Only a few hours later Joseph-Franz Meyer and Karl Blohm, the head of the naval engineering department at the time, were on their way. In Lingen they met a Mr. Taylor from the island of Mauritius, along with a Mr. Sorgo from London. The two of them had heard that Meyer Papenburg had designed a ship, in the shape of the freighter Kurt Arlt that was performing well in service.
But in the course of the discussion it soon became clear that the two ship owners were not after a pure cargo ship. What they had in mind was a multi-purpose ship that could carry all manner of livestock and general cargo in addition to first and second class passengers. The ship was to operate between Ceylon, Mauritius, Madagascar and South Africa.
Since the freighter already developed by Meyer was to serve as the basis, the two sides soon reached an agreement.

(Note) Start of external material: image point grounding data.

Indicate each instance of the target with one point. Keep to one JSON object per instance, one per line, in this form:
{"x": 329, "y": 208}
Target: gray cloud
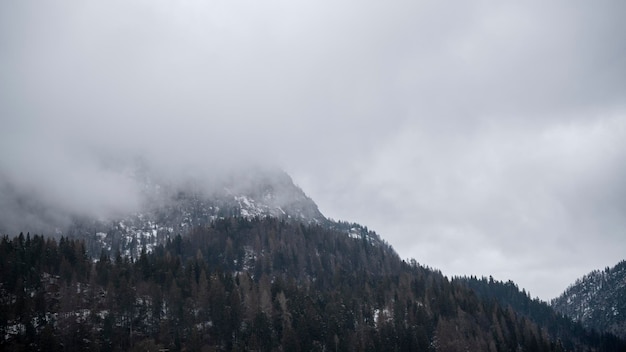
{"x": 478, "y": 138}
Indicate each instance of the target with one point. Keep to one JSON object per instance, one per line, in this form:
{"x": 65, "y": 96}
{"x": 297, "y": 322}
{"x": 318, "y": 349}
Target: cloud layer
{"x": 478, "y": 138}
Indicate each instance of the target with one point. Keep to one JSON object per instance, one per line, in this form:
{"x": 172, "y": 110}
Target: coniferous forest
{"x": 263, "y": 284}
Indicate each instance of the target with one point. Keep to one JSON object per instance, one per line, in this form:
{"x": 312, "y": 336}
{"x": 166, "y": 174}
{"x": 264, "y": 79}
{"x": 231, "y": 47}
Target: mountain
{"x": 256, "y": 284}
{"x": 172, "y": 206}
{"x": 246, "y": 261}
{"x": 597, "y": 300}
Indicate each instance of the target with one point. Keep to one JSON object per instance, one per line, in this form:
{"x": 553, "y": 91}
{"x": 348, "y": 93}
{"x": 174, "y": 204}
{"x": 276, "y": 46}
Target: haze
{"x": 479, "y": 138}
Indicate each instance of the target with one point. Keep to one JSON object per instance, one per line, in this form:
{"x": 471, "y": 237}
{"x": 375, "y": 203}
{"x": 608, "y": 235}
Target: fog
{"x": 478, "y": 138}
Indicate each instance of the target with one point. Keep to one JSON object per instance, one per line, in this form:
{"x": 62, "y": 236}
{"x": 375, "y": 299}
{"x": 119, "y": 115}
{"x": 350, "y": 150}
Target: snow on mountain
{"x": 597, "y": 300}
{"x": 171, "y": 208}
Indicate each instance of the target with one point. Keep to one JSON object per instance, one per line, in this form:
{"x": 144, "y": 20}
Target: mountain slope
{"x": 597, "y": 300}
{"x": 255, "y": 284}
{"x": 170, "y": 208}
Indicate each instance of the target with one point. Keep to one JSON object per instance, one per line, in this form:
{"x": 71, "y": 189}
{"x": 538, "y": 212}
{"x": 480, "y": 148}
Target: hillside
{"x": 597, "y": 300}
{"x": 255, "y": 284}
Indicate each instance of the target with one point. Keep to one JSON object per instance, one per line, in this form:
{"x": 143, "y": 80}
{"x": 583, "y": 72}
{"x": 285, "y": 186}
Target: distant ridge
{"x": 597, "y": 300}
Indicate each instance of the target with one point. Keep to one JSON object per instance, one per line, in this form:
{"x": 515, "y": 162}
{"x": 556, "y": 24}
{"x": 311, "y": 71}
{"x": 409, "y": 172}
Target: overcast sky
{"x": 476, "y": 137}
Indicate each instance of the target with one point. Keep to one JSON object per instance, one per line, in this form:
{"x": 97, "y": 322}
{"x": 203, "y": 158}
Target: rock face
{"x": 597, "y": 300}
{"x": 171, "y": 208}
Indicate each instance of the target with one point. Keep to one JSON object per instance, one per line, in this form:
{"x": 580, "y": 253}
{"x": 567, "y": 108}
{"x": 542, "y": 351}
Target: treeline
{"x": 262, "y": 284}
{"x": 572, "y": 333}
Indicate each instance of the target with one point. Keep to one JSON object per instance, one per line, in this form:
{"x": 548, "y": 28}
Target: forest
{"x": 263, "y": 284}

Within four hours Mr. Taylor had decided to travel to Papenburg. Over the next four days a lot of hard work was done and in the end a plan for the new ship had been drawn up which satisfied all parties involved. Just one week later the contract was signed in London.
For MEYER WERFT the Mauritius was the key to new markets. With the combined cargo and passenger ship the Papenburg shipbuilders became known in Great Britain - and not only there. The next clients were to include shipping companies tram Burma, Denmark, Indonesia, Norway and Pakistan. The road was clear for MEYER WERFT to rise to become a modern, internationally renowned shipyard.